4. Tipe borderline lepromatous (BL)
Secara klasik lesi dimulai dengan makula. Awalnya hanya dalam jumlah sedikit dan dengan cepat menyebar ke seluruh badan. Makula lebih jelas dan bervariasi bentuknya. Walaupun masih kecil, papul dan nodus lebih tegas dengan distribusi lesi yang hampir simetris dan beberapa nodus tampaknya melekuk pada bagian tengah. Lesi bagian tengah sering tampak normal dengan pinggir dalam infiltrat lebih jelas dibandingkan dengan pinggir luarnya, dan beberapa plak tampak seperti punched out. Tanda-tanda kerusakan saraf berupa hilangnya sensasi, hipopigmentasi, berkurangnya keringat dan hilangnya rambut lebih cepat muncul dibandingkan dengan tipe LL. Penebalan saraf dapat teraba pada tempat predileksi.
5. Tipe lepromatosa (LL)
Jumlah lesi sangat banyak, simetris, permukaan halus, lebih eritematosa, berkilap, berbatas tidak tegas dan pada stadium dini tidak ditemukan anastesi dan anhidrosis. Distribusi lesi khas, yakni di wajah mengenai dahi, pelipis, dagu, cuping telinga; sedang di badan mengenai bagian badan yang dingin, lengan, punggung tangan, dan permukaan ekstensor tungkai bawah. Pada stadium lanjut tampak penebalan kulit yang progresif, cuping telinga menebal, garis muka menjadi kasar dan cekung membentuk fasies leonina yang dapat disertai, madarosis, iritis dan keratitis. Lebih lanjut lagi dapat terjadi deformitas pada hidung. Dapat dijumpai pembesaran kelenjar limfe, orkitis yang selanjutnya dapat menjadi atrofi testis. Kerusakan saraf yang luas menyebabkan gejala stocking & glove anaesthesia. Bila penyakit ini menjadi progresif, muncul makula dan papula baru, sedangakan lesi lama menjadi plakat dan nodus. Pada stadium lanjut serabut-serabut saraf perifer mengalami degenerasi hialin atau fibrosis yang menyebabkan anestesi dan pengecilan otot tangan dan kaki.

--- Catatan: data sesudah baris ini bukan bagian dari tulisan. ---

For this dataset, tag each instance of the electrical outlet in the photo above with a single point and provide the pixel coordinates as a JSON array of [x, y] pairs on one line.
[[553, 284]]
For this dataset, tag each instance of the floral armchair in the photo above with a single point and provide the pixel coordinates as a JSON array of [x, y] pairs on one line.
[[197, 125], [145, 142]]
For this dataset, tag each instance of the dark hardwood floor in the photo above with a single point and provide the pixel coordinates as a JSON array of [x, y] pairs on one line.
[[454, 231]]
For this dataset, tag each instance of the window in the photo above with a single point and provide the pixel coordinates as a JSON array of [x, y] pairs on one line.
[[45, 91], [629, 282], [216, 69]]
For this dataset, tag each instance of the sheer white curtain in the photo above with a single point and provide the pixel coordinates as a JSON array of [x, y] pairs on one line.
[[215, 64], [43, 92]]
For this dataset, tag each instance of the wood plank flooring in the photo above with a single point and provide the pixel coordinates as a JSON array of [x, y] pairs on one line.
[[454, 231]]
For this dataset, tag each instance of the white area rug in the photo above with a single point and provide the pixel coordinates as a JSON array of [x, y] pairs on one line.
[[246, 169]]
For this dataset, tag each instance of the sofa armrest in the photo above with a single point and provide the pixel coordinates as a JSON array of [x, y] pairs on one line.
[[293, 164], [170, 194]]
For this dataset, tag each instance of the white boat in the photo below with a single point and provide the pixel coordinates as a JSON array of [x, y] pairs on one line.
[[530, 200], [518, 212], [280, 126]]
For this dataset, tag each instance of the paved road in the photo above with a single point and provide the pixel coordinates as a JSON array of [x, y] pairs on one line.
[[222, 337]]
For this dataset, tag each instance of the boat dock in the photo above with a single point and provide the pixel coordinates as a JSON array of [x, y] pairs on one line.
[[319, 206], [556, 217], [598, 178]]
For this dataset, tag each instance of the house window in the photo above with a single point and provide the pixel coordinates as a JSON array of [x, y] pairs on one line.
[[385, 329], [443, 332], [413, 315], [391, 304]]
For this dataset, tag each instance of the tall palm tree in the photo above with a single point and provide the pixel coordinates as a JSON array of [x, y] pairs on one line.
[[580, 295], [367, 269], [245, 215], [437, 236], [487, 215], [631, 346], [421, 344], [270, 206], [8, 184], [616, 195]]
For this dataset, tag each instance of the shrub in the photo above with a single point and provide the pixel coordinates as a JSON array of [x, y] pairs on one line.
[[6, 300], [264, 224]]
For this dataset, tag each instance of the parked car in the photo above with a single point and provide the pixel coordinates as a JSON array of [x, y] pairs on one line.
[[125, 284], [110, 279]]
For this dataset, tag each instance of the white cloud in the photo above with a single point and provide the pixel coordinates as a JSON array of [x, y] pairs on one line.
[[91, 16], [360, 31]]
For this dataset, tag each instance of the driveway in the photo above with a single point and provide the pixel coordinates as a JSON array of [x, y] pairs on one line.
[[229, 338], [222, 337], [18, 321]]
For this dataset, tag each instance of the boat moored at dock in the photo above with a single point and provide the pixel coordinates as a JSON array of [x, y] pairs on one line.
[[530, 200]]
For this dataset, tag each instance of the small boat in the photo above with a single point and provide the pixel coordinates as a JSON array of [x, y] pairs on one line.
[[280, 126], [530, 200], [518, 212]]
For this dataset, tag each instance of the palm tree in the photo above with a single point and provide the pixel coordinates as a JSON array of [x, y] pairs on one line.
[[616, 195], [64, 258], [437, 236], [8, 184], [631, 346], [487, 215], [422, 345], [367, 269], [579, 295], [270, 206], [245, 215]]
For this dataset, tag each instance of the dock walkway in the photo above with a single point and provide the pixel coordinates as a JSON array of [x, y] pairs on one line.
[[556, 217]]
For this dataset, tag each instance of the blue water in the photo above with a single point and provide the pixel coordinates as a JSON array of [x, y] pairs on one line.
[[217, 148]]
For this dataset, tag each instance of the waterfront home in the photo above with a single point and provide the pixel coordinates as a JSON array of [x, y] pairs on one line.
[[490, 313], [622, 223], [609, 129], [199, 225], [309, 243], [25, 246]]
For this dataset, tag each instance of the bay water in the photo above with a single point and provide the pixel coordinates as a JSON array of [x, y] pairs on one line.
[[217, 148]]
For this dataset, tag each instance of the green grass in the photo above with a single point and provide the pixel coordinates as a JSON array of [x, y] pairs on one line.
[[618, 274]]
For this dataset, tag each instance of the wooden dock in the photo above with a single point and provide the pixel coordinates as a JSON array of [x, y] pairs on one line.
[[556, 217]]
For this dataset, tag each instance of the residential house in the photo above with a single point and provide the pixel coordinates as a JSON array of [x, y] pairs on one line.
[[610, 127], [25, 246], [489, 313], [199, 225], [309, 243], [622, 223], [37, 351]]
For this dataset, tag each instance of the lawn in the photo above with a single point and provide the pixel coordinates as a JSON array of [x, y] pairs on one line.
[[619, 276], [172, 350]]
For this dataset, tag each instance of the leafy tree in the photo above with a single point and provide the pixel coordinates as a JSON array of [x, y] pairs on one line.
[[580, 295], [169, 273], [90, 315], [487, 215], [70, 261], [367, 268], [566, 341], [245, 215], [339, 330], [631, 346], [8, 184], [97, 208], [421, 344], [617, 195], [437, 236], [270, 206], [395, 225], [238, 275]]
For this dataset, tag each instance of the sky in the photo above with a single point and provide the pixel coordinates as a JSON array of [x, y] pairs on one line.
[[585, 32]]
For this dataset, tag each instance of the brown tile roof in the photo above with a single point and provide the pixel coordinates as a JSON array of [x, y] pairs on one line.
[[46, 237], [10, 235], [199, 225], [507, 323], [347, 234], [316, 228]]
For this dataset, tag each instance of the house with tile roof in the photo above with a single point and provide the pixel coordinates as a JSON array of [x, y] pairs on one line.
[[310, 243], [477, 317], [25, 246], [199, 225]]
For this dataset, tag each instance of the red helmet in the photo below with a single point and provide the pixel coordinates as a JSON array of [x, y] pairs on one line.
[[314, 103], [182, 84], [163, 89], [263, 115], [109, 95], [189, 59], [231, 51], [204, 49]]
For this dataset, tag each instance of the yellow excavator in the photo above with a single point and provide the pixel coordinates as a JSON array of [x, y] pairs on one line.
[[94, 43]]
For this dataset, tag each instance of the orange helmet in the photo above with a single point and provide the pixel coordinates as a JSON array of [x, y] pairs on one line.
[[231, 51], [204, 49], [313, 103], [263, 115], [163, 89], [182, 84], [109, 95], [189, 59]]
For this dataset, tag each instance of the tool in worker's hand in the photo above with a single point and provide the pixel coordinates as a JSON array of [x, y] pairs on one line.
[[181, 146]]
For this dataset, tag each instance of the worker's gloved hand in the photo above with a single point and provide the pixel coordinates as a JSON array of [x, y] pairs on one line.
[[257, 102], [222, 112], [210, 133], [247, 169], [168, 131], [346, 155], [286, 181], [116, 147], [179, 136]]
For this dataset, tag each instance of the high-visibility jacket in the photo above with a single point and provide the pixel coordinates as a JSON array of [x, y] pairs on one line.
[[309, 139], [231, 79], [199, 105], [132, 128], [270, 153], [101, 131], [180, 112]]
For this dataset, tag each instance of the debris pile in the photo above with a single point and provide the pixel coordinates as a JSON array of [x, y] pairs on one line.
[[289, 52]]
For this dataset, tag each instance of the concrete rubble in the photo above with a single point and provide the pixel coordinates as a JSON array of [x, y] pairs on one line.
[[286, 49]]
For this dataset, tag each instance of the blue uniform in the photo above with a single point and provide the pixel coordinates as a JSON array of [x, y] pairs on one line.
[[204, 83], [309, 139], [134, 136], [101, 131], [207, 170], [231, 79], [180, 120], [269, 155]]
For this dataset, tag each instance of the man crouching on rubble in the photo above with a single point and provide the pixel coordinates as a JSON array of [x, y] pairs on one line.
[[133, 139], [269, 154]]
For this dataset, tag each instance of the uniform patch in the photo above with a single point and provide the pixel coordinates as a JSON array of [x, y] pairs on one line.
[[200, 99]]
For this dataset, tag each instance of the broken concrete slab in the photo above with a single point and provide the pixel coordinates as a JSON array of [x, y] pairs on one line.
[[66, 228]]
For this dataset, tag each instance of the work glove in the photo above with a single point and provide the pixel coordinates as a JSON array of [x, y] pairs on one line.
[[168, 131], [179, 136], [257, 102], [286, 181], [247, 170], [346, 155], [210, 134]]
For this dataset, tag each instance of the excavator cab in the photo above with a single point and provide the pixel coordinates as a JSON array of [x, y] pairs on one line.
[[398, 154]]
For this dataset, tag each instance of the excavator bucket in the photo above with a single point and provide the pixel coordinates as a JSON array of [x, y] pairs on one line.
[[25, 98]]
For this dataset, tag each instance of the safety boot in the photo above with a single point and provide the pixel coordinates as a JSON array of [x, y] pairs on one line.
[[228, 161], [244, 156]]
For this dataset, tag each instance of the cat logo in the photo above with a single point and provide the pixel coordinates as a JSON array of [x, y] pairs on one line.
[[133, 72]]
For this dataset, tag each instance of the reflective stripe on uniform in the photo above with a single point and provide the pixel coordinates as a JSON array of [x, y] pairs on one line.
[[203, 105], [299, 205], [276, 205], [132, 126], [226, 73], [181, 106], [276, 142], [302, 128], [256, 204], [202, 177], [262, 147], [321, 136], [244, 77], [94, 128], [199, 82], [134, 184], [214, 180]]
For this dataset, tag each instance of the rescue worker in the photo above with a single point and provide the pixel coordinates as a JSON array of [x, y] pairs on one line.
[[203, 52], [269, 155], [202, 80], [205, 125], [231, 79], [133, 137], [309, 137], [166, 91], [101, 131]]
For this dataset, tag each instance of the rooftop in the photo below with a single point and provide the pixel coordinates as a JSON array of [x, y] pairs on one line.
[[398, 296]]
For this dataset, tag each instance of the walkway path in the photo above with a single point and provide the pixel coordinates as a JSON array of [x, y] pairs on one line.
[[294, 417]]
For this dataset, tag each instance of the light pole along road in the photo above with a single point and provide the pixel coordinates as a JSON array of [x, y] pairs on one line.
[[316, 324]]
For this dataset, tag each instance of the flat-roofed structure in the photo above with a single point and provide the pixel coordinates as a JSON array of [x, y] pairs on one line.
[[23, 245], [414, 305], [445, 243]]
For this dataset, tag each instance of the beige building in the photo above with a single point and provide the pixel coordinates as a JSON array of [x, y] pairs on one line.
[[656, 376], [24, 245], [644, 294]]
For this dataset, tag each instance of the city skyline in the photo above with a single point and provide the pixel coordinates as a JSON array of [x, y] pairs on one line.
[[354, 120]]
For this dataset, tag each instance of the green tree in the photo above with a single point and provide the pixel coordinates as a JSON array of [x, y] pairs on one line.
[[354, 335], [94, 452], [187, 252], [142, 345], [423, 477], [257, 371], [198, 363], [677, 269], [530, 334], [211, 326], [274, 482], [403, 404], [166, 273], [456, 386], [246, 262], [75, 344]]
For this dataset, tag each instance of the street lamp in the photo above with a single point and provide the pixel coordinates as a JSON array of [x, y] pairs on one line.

Salah satu tipe penyakit kusta yang tidak termasuk dalam klasifikasi Ridley dan Jopling, tetapi diterima secara luas oleh para ahli kusta yaitu tipe indeterminate (I). Lesi biasanya berupa makula hipopigmentasi dengan sedikit sisik dan kulit disekitarnya normal. Lokasi biasanya di bagian ekstensor ekstremitas, bokong atau muka, kadang-kadang dapat ditemukan makula hipestesi atau sedikit penebalan saraf. Pada 20-80% kasus pasien kusta didapatkan tipe ini yang merupakan tanda pertama. Sebagian besar akan sembuh spontan.
Pemeriksaan Penunjang
1. Pemeriksaan bakterioskopik4
Pemeriksaan bakterioskopik digunakan untuk membantu menegakkan diagnosis dan pengamatan pengobatan. Sediaan dibuat dari kerokan kulit atau mukosa hidung yang diwarnai dengan pewarnaan terhadap basil tahan asam, antara lain dengan Ziehl Neelsen. Bakterioskopik negatif pada seorang penderita, bukan berarti orang tersebut tidak mengandung M. leprae.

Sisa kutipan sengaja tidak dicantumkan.